One of the largest sunspots in the last nine years as seen by NASA's Solar Dynamics Observatory. An image of Earth has been added for scale. Astronomers have used the Kepler satellite to characterize "starspots" on 2244 stars.
NASA/SDO
Sunspots are regions on the Sun's photosphere that appear darker than surrounding areas because they are cooler, usually by one or two thousand degrees Celsius. These spots are temporary phenomena caused by magnetic activity that results from the Sun's rotation and the complex circulation of hot gas below its surface, and they are accompanied by solar flares, mass ejections and other energetic phenomena. Other stars have similar regions, called starspots, and there have been some suggestions that in comparison the Sun is comparatively quiescent. Starspots are interesting to stellar astronomers because they are informed by the star’s rotation and circulation, details that are otherwise difficult to discern. Although starspots are too small to be imaged directly by current telescopes, they can be inferred from variations in a star's light.

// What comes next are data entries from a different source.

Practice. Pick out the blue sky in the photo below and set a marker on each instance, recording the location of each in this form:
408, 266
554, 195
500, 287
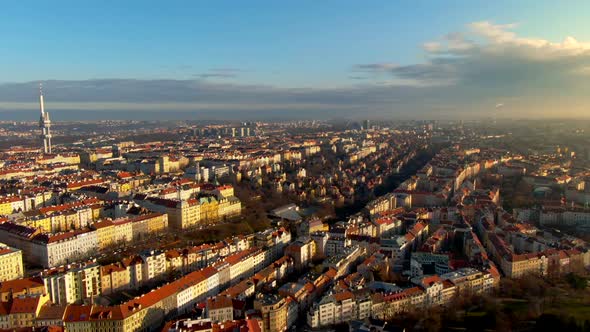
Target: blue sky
316, 45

CfA astronomer Raphaelle Haywood and two colleagues have analyzed archival data from the Kepler satellite to uncover some of the general properties of starspots. Kepler's primary goal was the detection of exoplanets from periodic variations in starlight due to transits, but its steady monitoring of starlight revealed many other temporal phenomena, including starspots. From a set of over thirty-four thousand main-sequence stars, the astronomers selected 2244 with rotation periods between 9.5 and 20.5 days. They were able to group the observed starspot behavior into three categories based on their persistence, and reached three significant conclusions. One is that our Sun is not unusually quiet. The others are that bigger starspots live longer, and that the starspots on cooler stars decay more slowly. The conclusions are consistent with current models of starspots, but this work is the first large-scale survey of the phenomenon.
"A Kepler Study of Starspot Lifetimes with Respect to Light-Curve Amplitude and Spectral Type," Helen A. C. Giles, Andrew Collier Cameron and Raphaelle D. Haywood, MNRAS 472, 1618, 2017.